00:12:42.720 Another dimension to look at within PostgreSQL is index creation. Indexing in PostgreSQL can only be done once per subquery, and they’re mainly aimed at optimization, either for filtering, sorting, or both. To effectively utilize indexing, it’s beneficial to identify existing or missing indices within your database. You can also look into the stats after running a vacuum analyze to determine which indices are no longer in use to maintain efficiency and prevent bloating.
00:13:36.279 PostgreSQL hosting options can also bring exciting prospects when engaging more advanced queries in your database. Analyzing the performance of your queries can help identify potential bottlenecks while offering valuable insights into how your indices are contributing to overall system performance. You can track performance over time, enabling a better understanding of the overall health and efficiency of your database.

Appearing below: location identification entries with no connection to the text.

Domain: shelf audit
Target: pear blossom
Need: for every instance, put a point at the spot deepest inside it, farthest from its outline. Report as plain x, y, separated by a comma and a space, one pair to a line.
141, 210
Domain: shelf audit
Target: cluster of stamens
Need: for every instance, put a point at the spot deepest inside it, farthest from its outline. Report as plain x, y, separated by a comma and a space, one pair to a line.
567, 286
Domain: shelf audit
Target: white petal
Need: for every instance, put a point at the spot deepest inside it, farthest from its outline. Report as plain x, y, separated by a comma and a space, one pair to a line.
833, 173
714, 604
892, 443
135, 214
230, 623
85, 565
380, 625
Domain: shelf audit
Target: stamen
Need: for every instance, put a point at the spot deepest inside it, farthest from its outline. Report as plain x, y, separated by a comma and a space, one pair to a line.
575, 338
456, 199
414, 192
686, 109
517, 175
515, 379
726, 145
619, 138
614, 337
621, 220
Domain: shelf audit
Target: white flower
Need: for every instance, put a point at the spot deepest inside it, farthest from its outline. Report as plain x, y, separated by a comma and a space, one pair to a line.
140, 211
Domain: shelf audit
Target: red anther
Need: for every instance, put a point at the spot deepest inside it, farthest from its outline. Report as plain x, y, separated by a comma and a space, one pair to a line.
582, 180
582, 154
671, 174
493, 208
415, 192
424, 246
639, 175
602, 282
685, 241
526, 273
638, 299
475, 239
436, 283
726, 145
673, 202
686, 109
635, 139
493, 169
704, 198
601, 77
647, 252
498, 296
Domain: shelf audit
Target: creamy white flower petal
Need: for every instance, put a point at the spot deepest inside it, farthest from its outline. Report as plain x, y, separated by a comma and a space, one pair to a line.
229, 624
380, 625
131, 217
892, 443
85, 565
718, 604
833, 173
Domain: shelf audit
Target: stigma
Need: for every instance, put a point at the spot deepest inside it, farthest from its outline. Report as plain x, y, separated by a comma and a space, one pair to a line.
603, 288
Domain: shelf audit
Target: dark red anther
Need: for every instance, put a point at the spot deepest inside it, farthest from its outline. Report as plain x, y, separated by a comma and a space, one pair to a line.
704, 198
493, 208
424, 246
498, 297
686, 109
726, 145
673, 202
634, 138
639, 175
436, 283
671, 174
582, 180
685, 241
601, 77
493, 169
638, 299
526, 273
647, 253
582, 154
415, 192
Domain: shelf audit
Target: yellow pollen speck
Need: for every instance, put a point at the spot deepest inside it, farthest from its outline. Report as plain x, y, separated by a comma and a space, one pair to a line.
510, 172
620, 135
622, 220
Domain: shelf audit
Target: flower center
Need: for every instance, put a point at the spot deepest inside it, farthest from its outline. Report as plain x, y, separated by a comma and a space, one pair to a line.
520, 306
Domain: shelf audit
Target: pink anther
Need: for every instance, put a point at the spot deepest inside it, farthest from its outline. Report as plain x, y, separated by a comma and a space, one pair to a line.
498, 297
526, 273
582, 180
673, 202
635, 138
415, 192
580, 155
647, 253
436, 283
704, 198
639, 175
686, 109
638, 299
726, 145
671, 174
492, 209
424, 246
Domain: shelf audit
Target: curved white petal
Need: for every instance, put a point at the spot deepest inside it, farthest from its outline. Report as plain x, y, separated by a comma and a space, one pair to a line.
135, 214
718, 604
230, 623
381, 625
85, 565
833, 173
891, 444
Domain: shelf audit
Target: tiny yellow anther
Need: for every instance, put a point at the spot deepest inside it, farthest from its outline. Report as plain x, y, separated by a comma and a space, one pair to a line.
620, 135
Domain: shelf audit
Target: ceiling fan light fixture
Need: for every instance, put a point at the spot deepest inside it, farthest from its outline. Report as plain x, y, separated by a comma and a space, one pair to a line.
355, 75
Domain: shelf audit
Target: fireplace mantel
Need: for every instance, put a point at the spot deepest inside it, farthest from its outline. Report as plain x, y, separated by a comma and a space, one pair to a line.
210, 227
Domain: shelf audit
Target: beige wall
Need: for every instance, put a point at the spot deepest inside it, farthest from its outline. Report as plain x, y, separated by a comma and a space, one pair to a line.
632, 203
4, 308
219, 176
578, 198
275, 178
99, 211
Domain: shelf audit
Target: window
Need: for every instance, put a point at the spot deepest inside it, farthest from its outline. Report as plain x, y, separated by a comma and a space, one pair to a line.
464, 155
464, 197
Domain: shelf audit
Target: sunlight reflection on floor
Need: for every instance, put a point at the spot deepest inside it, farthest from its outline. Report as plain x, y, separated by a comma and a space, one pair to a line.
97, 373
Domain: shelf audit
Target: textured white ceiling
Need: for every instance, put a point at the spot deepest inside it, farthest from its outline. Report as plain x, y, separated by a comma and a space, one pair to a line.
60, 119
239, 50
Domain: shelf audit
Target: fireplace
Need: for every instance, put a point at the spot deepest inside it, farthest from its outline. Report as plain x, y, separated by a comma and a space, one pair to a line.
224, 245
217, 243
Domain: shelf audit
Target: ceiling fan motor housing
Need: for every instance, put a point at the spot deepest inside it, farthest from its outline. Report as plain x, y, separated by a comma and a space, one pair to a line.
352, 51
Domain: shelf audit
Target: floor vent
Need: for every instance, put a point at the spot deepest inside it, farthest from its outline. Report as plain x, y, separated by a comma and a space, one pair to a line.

00:14:29.400 As we explore performance enhancements, we must also keep an eye on exotic databases. One fun example is CockroachDB, which is designed for automatic sharding in PostgreSQL-like environments without extensive customization. CockroachDB aims to ensure data is evenly distributed across multiple nodes, therefore mitigating risks like data loss during outages or natural disasters.
00:15:44.760 Then, we have MySQL, which is more commonly used, especially among PHP developers. Once considered a joke, its capabilities have evolved considerably—a serious alternative to PostgreSQL worth looking into. Finally, there are very exotic databases like ClickHouse, which was developed in Russia specifically for high-performance data analysis without compromising on speed or efficiency.
00:16:22.740 Notably, Cloudflare processes six million requests per second through ClickHouse, showcasing its potential for handling hefty workloads. If you'd like to dive deeper into advanced database architectures, you might want to consider NoSQL and document databases, though such topics would indeed merit their own extensive discussions.
00:17:01.920 In conclusion, reach out to the fascinating world of databases that are out there. Explore the various features and functionalities that each specialty database has to offer. Thank you very much for your time!